Vicky giggled. "They're cool guys," she said. "Have you seen them, some of them are just total hunks. There's that big guy, one of the bouncers, he's just ...ohhhhhh." She squealed, then shrugged. "Anyhow, they all behaved themselves when I went there, it's, like, totally safe, Sammi."

"Yeah," Cindy said, "I've been there twice now, no problem. Never seen any trouble, their bouncers are really good. They'd got this huge guy that hangs out down at the back, looks like Frankenstein, he's totally scary...keeps the bikers in line too. Nice guy though, he's a Vet, he's studying at the Nursing School. I had a coffee with him while I was waiting for Brad to finish throwing up before we left last night, he's really quite nice."

"Okay, okay," I said, totally not convinced but giving in. At least I'd be there with a group of friends. "If you all want to go there, I guess...."

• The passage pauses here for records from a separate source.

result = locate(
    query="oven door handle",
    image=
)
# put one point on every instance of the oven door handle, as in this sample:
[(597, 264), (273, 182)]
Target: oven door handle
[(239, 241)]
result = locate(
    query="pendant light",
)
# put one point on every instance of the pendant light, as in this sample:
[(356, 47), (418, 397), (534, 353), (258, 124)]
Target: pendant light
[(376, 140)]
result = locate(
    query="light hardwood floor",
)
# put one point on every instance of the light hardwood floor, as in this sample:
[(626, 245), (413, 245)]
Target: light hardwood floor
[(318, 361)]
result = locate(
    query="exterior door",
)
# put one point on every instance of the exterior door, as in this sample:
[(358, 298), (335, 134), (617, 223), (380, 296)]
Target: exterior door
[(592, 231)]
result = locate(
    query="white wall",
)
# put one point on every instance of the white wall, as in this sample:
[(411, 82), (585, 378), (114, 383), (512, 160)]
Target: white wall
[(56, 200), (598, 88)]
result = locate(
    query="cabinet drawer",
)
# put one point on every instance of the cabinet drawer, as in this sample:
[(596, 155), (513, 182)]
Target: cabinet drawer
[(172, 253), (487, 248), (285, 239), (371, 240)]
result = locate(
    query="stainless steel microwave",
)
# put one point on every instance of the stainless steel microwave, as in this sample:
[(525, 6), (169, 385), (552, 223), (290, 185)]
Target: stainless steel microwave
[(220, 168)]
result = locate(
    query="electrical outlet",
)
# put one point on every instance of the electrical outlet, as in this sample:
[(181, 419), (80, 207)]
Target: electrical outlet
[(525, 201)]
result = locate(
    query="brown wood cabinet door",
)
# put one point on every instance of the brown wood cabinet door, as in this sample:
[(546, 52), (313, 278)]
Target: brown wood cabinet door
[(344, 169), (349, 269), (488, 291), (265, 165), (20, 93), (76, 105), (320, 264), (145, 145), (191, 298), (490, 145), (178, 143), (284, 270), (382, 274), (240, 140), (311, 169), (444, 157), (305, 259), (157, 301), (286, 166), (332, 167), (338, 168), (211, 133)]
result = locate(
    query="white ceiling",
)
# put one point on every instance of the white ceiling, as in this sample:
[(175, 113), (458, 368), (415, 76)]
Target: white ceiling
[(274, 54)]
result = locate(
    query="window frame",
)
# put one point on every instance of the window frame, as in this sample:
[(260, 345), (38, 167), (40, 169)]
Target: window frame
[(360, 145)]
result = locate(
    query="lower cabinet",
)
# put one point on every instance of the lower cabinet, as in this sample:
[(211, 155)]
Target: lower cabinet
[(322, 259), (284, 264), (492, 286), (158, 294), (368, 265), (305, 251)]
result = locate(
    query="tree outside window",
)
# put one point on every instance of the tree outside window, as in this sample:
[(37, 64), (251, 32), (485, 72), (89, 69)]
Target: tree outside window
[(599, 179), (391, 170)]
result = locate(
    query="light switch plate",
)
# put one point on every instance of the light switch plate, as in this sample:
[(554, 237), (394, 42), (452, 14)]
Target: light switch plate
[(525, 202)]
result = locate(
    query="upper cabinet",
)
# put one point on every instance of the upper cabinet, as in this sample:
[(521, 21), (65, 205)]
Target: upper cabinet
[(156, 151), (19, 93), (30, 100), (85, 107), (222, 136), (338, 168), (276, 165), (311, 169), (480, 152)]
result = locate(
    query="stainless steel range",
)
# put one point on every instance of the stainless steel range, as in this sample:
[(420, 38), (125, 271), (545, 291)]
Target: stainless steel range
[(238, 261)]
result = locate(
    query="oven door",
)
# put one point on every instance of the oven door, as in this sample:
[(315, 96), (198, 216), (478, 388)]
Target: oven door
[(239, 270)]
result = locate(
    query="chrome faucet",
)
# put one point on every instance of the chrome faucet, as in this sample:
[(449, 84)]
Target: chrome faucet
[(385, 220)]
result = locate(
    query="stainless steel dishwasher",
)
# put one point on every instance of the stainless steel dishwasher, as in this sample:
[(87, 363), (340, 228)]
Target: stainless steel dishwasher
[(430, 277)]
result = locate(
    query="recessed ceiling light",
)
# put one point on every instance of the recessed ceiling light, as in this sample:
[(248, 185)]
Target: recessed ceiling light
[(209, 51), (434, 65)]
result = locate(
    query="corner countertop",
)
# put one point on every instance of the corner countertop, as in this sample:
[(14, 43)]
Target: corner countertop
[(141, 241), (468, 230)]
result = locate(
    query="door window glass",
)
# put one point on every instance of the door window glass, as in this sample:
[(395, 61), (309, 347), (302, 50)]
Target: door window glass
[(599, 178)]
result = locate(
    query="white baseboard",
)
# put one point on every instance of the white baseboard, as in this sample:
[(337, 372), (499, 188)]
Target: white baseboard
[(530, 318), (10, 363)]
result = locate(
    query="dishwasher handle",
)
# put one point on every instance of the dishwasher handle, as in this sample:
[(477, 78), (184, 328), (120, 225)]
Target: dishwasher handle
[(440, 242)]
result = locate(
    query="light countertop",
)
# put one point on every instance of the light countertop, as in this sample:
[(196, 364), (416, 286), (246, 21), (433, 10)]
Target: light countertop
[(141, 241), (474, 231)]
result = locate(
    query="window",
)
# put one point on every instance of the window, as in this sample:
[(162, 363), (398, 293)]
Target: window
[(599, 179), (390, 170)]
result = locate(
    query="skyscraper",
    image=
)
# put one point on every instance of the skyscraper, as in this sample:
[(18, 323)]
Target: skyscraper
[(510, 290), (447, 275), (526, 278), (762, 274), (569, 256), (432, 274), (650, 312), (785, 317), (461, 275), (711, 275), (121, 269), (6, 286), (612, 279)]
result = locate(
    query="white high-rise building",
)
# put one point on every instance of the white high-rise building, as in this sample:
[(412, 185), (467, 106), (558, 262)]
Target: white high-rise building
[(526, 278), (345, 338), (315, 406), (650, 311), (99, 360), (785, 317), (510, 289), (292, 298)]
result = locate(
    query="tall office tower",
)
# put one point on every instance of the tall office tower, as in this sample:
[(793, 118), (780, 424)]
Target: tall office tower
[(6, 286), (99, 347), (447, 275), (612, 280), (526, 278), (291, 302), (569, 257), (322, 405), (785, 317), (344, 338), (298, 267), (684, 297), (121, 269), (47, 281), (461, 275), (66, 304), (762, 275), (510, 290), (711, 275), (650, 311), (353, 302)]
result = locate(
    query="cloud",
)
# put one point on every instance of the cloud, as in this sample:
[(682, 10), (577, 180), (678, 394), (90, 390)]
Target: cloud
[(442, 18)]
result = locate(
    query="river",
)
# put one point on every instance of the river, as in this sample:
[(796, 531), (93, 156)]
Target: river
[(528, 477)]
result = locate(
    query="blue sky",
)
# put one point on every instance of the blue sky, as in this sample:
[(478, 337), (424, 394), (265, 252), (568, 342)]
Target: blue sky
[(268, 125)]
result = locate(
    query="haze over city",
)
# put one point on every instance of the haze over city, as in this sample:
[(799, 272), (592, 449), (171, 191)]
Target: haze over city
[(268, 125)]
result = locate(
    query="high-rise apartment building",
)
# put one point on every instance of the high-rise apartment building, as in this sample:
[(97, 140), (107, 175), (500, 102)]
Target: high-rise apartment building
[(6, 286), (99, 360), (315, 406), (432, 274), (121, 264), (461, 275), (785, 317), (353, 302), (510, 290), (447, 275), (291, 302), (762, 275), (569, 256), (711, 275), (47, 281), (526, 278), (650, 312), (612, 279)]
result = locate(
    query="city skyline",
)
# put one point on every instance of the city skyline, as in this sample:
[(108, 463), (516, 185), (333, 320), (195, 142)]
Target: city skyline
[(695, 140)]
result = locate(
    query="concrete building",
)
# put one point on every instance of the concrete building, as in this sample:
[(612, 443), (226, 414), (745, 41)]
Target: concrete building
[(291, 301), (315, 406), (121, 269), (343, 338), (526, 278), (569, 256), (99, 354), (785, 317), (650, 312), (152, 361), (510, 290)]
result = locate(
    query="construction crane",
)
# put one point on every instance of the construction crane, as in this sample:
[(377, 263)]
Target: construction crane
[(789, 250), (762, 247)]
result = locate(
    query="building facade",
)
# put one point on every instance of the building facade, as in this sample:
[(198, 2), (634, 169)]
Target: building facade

Vicky grinned. "Besides, it's free admittance and free drinks for single girls on Friday nights," she said. "And I'm maybe not taking Kyle, I'm thinking I'll just go by myself and see what walks by." Kyle was the guy she'd hooked up with last Friday night. He'd still been around this morning. That classified him as a boyfriend in Vicky-speak.

"Oh Jesus," I said, my head in my hands. I just knew what was going to happen. Her and Cindy and Alex and the others would all get hammered and get themselves hooked up with guys and me? Well, I'd have to find my own way home by myself at two in the morning. This was so not going to be fun. It was too scary going home by myself that time of night. Guess it'd be a taxi.

"Yeah, that'd be fun." Cindy definitely agreed with Vicky. Oh Jesus. Free drinks? I didn't drink much, I was going to be the only sober one there. Well, I guess it'd definitely make for a low cost party. For me, at least and it wasn't like I was rolling in money. I had my allowance from my parents and that wasn't a whole lot. Free drinks was good, not that mine would cost much. At least I'd be able to pay for that cab home.

"We can always come back here after." Alex was trying to persuade me, I knew.

"Like you're gonna do that?" Vicky was laughing. "You'll get yourself picked up coz, you know, we all know you're easy, Alex, and we won't see you again 'till, like Sunday night or something."

"You're talking, bitch." Alex was laughing. They were both right though. Alex was a total slut. Different guy every time she went out. And once Vicky had a few drinks in her, she was totally ready to sleep with anything that looked good. I mean, she was my best friend and all, but all that meant was that I knew her, like, really really well. I knew exactly what Vicky would be doing after Kitty Katz, and it wasn't going to be partying anywhere except in bed. Hers or his, she wasn't fussy.